This is bad for many reasons.

Los Angeles Angels v Los Angeles Dodgers Photo by Norm Hall/Getty Images

On Thursday, the San Francisco Giants will travel south to open the truncated 2020 MLB season against the Los Angeles Dodgers. There, they’ll encounter Mookie Betts, making his Dodgers debut after an offseason trade from the Boston Red Sox.

Betts is very good. Presumably you are reading this article because you like baseball, in which case you probably already knew that piece of information.
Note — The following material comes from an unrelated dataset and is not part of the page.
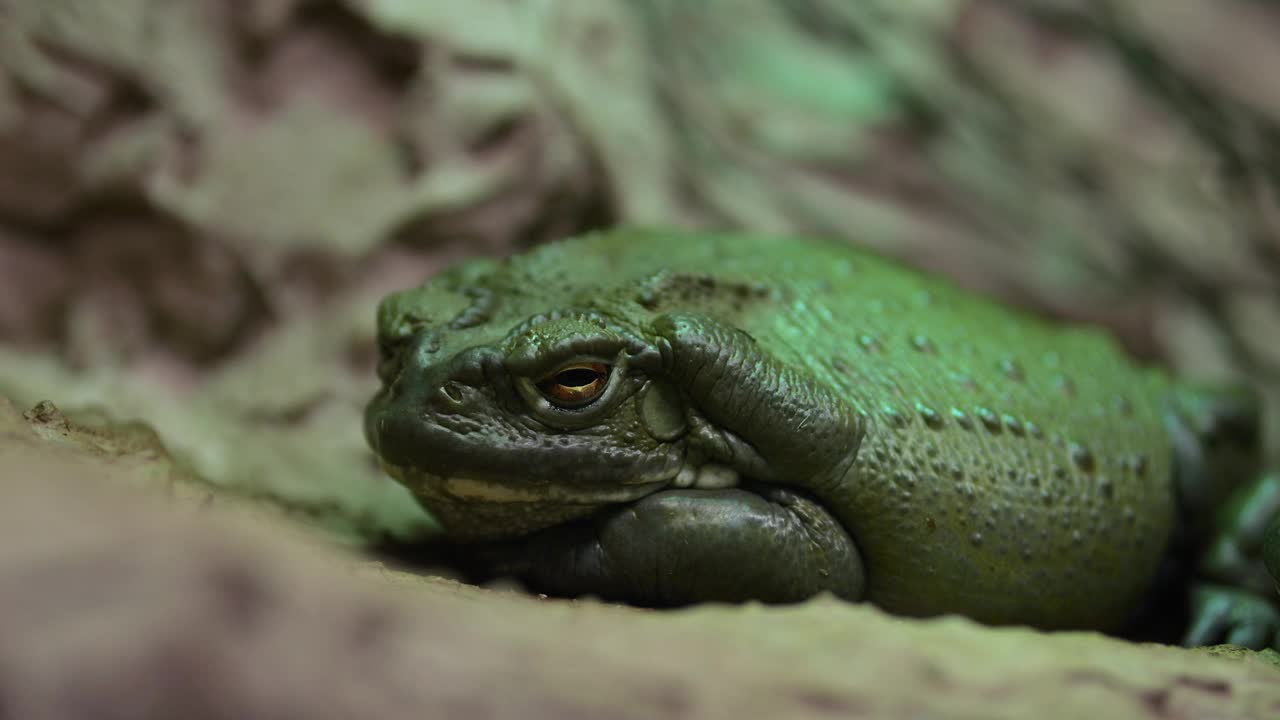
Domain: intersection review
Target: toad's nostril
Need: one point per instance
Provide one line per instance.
(452, 392)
How good is he? He’s “win an MVP when playing in the same league as the likely greatest player ever, in his prime” good (you can certainly argue that he shouldn’t have won, but finishing second to Mike Trout twice is hardly an indictment).

Trading for Betts felt a bit like a robbery, and in this case it was the rich robbing the rich: Boston didn’t want to have to pay Betts in free agency, so they let Los Angeles have his final year. The Dodgers sent Alex Verdugo, Jeter Downs, and Connor Wong as a thank you for the Red Sox’s troubles, and agreed to take on the remaining years of David Price’s massive contract.

For as much of a thievery as it was, it also held some inherent risk for the Dodgers, because it was assumed that Betts would play one year for the Dodgers and then sign elsewhere. For as much talent as they’ve hoarded, paying large chunks of change to players hasn’t been the Dodgers’ M.O. They never really entered the Manny Machado sweepstakes, even though he spent his final year before free agency wearing the blue and white. They didn’t really make a legit run at Gerritt Cole last winter, or at Bryce Harper the winter before, and they let Giancarlo Stanton go to New York even though he was basically begging them to take on his contract.

But alas. All good trends must come to an end. It is here that I inform you, faithful San Francisco Giants fan, of what you already know because you read it in the headline: Betts appears to be staying put. The Dodgers and Betts are finalizing a deal more than a decade long, as first reported by NBC Sports’ Lou Merloni, and confirmed by ESPN’s Jeff Passan.

Now, you might not know it yet, but this is not actually good news if you’re a Giants fan. It’s bad for two distinct reasons that you probably have not considered, and which require very deep technical analysis from someone like me, a professional sporting analyst. Allow me to enlighten you.

Reason #1: A really great player will spend the next decade on the team that the Giants not only hate but are trying to catch up to

OK, that seems pretty self explanatory.

Reason #2: That same really great player is now not available for the Giants to sign in free agency

OK, that also seems pretty self explanatory.

The Giants likely would have made a run at Betts, just as they did at Harper. Betts (who is just 27) is still on a timeline that fits San Francisco; the Giants have a lot of money coming off the books in the next two years; and the team has had exactly two All-Star appearances from an outfielder since Barry Bonds retired 13 years ago (those two campaigns, Hunter Pence in 2014 and Melky Cabrera in 2012, provided less WAR combined than Betts’ two best seasons).

So mourn the double-whammy, Giants fans. The Dodgers got better, and the Giants lost a clear avenue to do the same.